* Dollar recovers after soft U.S. manufacturing-driven fall
* Euro steady after slumping to six-week low as euro zone economy contracts
* Kiwi edges up 0.1 pct as pressure from dollar eases
* Yen could strengthen to 95 against dollar by June-strategist
By Sophie Knight
TOKYO, May 16 (Reuters) - The dollar held close to a 4-1/2 year high against the yen on Thursday, with buying from Japanese importers helping it to recoup some of the losses suffered after disappointing U.S. industrial data, while the euro wobbled near a six-week low.
The greenback tacked on 0.1 percent to 102.37 yen, pushed up by investors eager to buy on the dip as further upside is seen for the dollar, according to a trader at a major bank.
“Importers are getting desperate, so as soon as the dollar is sold off a little bit they come in to buy around 102, which keeps it from falling too far,” he said.
Against a basket of currencies, the dollar gained 0.1 percent to 83.825, but could not reclaim the near 10-month peak it fell from on Wednesday when data showed U.S. industrial production dropped more than expected in April, while the New York Fed’s business conditions index revealed a contraction in May.
The dollar is now up 0.9 percent on the week after adding 1.3 percent last week.
Recent chatter in financial markets about the possibility of the Federal Reserve winding down its third round of quantitative easing has emboldened dollar bulls.
“Of course data releases will impact the dollar, but the real focus is the Fed’s QE3 programme.
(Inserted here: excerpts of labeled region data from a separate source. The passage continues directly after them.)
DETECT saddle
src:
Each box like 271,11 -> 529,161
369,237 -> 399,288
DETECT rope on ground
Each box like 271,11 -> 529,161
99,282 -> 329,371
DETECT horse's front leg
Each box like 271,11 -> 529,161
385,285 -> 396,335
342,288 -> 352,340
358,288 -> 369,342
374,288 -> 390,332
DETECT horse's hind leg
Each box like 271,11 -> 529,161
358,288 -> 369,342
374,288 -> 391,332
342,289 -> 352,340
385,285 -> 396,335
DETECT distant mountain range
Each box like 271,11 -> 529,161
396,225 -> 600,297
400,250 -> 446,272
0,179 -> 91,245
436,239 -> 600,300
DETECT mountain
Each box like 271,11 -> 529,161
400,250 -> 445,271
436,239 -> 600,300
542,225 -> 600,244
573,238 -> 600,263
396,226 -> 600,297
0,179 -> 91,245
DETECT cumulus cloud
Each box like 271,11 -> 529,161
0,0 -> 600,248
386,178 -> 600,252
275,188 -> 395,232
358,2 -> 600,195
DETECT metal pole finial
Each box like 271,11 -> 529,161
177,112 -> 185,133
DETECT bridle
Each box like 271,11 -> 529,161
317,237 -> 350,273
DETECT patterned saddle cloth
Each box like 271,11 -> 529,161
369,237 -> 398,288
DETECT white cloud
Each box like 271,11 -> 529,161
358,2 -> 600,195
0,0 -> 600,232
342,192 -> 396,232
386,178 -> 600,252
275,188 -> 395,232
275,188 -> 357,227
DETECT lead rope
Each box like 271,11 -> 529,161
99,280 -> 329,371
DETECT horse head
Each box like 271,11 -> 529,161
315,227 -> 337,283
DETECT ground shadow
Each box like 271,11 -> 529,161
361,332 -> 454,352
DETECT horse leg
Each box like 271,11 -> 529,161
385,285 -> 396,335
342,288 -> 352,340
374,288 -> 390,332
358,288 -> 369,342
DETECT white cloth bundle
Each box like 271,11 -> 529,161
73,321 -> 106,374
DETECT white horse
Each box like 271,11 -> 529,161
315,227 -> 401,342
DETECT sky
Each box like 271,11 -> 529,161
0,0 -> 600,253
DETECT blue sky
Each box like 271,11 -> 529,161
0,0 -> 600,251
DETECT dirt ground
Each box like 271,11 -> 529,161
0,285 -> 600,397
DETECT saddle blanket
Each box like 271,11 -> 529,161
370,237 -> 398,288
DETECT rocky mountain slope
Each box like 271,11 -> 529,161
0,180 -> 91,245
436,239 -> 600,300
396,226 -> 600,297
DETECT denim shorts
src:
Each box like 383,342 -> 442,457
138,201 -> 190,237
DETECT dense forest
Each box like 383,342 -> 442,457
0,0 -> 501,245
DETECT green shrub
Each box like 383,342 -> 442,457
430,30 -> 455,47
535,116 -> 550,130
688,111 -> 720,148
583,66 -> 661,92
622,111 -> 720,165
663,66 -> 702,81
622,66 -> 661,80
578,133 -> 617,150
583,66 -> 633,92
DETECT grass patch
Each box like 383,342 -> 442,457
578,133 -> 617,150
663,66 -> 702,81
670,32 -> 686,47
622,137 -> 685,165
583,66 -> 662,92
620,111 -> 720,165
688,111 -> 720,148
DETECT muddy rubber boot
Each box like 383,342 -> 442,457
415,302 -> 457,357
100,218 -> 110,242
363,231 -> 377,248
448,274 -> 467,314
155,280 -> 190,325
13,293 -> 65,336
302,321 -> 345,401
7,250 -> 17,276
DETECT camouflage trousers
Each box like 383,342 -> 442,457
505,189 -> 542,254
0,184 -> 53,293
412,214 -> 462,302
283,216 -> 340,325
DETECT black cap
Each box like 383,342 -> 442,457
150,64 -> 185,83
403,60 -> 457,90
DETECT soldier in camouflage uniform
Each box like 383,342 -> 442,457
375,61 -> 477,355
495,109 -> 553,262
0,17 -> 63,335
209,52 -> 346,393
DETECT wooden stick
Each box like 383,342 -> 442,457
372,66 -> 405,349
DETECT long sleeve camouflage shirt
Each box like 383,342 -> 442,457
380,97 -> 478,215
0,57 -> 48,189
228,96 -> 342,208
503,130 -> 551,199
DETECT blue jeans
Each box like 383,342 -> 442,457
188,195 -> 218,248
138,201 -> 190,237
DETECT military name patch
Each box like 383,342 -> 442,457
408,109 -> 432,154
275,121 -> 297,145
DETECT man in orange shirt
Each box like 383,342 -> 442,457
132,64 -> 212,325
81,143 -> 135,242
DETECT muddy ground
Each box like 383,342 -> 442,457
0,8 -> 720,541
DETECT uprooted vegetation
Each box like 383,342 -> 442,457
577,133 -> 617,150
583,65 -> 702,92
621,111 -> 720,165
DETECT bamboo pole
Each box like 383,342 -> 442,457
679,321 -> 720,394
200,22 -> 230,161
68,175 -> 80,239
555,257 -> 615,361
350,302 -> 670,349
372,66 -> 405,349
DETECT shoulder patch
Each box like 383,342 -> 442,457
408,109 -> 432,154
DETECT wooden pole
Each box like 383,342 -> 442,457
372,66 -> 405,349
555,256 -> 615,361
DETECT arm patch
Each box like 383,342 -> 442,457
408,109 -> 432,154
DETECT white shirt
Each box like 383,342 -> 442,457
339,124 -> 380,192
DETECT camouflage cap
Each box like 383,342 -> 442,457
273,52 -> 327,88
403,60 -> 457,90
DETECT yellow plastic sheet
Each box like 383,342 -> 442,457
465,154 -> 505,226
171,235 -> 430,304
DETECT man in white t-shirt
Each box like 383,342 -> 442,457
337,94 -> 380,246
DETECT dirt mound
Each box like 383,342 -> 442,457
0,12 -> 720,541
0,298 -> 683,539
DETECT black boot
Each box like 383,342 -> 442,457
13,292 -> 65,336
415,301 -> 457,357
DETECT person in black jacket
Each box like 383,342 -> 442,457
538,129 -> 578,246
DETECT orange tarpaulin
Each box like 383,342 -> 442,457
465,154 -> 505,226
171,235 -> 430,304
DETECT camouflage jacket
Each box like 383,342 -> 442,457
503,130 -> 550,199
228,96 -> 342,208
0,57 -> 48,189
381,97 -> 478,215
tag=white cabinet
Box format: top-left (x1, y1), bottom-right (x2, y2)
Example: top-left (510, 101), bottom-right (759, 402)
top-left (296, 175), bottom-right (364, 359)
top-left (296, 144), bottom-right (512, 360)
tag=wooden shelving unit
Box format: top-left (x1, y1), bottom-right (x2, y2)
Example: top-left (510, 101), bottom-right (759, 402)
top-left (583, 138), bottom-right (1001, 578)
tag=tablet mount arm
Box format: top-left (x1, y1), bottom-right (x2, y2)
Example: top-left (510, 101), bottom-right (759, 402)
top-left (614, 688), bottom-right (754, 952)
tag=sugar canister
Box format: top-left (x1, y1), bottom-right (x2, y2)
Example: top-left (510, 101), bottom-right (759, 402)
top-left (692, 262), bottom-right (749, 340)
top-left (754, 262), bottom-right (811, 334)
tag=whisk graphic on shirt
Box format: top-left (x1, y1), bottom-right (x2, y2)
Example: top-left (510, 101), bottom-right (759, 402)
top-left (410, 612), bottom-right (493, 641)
People will be watching statements from officials today and Bernanke at the weekend very closely for hints on when they might exit,” said Yoshio Takahashi, currency strategist at Barclays in Tokyo.
“The data just shows that the U.S. economy is not uniformly strong, so there is uncertainty about when they could stop easing,” he added.
The euro wallowed near a six-week low of $1.2843 hit on Wednesday after data showed France had slipped into recession, while the euro zone economy contracted for a sixth consecutive quarter.
On Thursday, the common currency was 0.2 percent off late U.S. levels at $1.2866.
It was steady against the yen at 131.751, but analysts said it was unlikely to top the 3-year high of 132.78 hit on Tuesday, given that the European Central Bank said it could cut the deposit rate to zero if the region’s economy deteriorates further.
“Compared to the strengthening U.S. economy the euro economy is stagnant. I think the euro has a lot of room to fall from here- we feel that it has diverged from fundamentals a bit much,” said Masashi Murata, senior currency strategist at Brown Brothers Harriman.
On Thursday, the Australian dollar dropped 0.6 percent to $0.9838, shattering support at 0.9850, while the Kiwi reclaimed 0.1 percent to $0.8246.
The Aussie has lost 5.1 percent this month, with its fall sharpened by a surprise rate cut from the central bank, while the Kiwi has dropped 3.6 percent.
By comparison, the yen has tumbled 18 percent against the dollar this year, helped by aggressive monetary easing by the Bank of Japan. If it does not rebound in the remaining seven months of this year, the dollar would mark its best year against its Japanese counterpart since 1979, when it gained 23.7 percent.
Brown Brothers Harriman’s Murata believes the yen could rebound as BOJ’s “easing has lost its potency as a market driver, and there are demerits to a weaker yen such as rising import prices.”
“In fact, we think the dollar could drop back to 95 yen by the end of June, and we see the base of its year-end range as 90 yen,” Murata said.